On Feb. 19, 2026, the U.S. Court of Appeals for the Fifth Circuit granted the Federal Trade Commission (FTC)’s motion to stay a district court judgment that had vacated the FTC’s 2024 rule expanding the Hart-Scott-Rodino Act (HSR) premerger notification form. While the FTC requested a stay only through March 2, 2026, the Fifth Circuit instead granted a stay “until further order of [the] court.”
Eastern District of Texas Ruling on FTC’s HSR Form Authority
The district court’s opinion, issued on Feb. 12, 2026, addressed the FTC’s 2024 rule, which significantly expanded the information required in the HSR premerger notification form. Judge Jeremy D. Kernodle in the Eastern District of Texas found that the FTC exceeded its statutory authority under 15 U.S.C. § 18a(d)(1), concluding that the agency failed to demonstrate that the rule’s claimed benefits “reasonably outweigh its significant and widespread costs.” The court further held that the rule was not “necessary and appropriate” to enable the FTC and DOJ to determine whether a proposed acquisition may violate the antitrust laws, as required by statute. The court also found the rule arbitrary and capricious, noting that the FTC did not show the rule’s benefits “bear a rational relationship” to its costs. It vacated the rule but allowed seven days for the FTC to appeal and seek emergency relief.
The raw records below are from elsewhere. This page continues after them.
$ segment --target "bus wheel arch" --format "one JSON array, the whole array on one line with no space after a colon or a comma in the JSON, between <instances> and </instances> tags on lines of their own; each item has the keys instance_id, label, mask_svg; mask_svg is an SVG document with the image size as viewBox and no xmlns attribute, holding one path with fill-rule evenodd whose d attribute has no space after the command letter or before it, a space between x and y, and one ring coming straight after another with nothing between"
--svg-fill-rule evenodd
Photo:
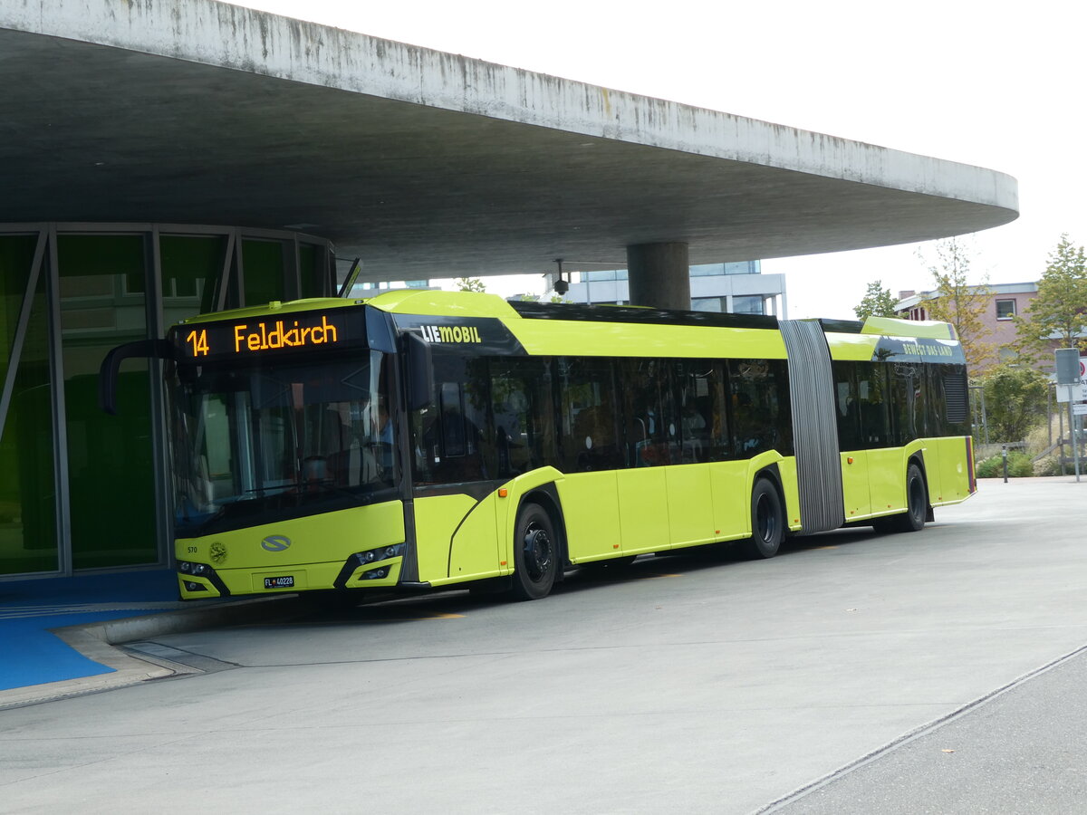
<instances>
[{"instance_id":1,"label":"bus wheel arch","mask_svg":"<svg viewBox=\"0 0 1087 815\"><path fill-rule=\"evenodd\" d=\"M915 532L932 519L925 463L920 454L914 454L905 463L905 512L874 518L872 526L877 532Z\"/></svg>"},{"instance_id":2,"label":"bus wheel arch","mask_svg":"<svg viewBox=\"0 0 1087 815\"><path fill-rule=\"evenodd\" d=\"M785 494L777 467L771 465L755 473L751 482L751 537L744 552L751 560L773 557L785 540Z\"/></svg>"},{"instance_id":3,"label":"bus wheel arch","mask_svg":"<svg viewBox=\"0 0 1087 815\"><path fill-rule=\"evenodd\" d=\"M555 498L546 489L525 494L513 526L514 600L547 597L562 579L566 562L565 528Z\"/></svg>"}]
</instances>

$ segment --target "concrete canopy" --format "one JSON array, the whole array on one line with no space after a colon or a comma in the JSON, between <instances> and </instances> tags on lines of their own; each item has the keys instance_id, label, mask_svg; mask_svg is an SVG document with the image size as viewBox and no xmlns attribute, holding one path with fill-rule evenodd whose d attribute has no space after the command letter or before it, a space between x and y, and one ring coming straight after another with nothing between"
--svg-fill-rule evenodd
<instances>
[{"instance_id":1,"label":"concrete canopy","mask_svg":"<svg viewBox=\"0 0 1087 815\"><path fill-rule=\"evenodd\" d=\"M0 222L290 227L360 279L912 242L1017 215L990 170L213 0L0 0Z\"/></svg>"}]
</instances>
Central to the decision was the FTC’s own concession that its estimate of the cost to comply with the new form is roughly triple the cost it estimated to comply with the previous version. Aggregated across the 3,514 HSR filings in Fiscal Year 2023, the new form cost filers approximately $139.3 million using the FTC’s figures. Further, the district court was unpersuaded by the FTC’s argument there were not reasonable alternatives. While the FTC noted that Second Requests impose significant costs (in its estimate, averaging $4.3 million and 7.9 additional months to conclude the premerger process), the court found the FTC failed to explain why imposing the costs of an in-depth investigation on a small subset of filers is more burdensome than tripling costs for all HSR-reportable transactions.
The court characterized the rule’s benefits as “illusory or, at least, unsubstantiated.” The FTC argued that the new form helps prevent illegal mergers and save agency time and resources, but the court found it failed to support these claims. The court further found that the FTC could not link alleged failures of the old form to failures to detect illegal mergers, and did not provide sufficient evidence or reasoning behind changes to the new form. Notably, the court observed that the FTC opens investigations into only 8% of HSR-reported mergers, meaning that 92% of filers would bear increased costs with no corresponding benefit.
Upcoming Fifth Circuit Briefing Schedule
Plaintiffs filed their Opposition to Motion for Stay Pending Appeal in the Fifth Circuit, and the FTC’s reply is due Feb. 26.
As a result of the Fifth Circuit’s initial stay, however, the new HSR premerger notification form remains in effect.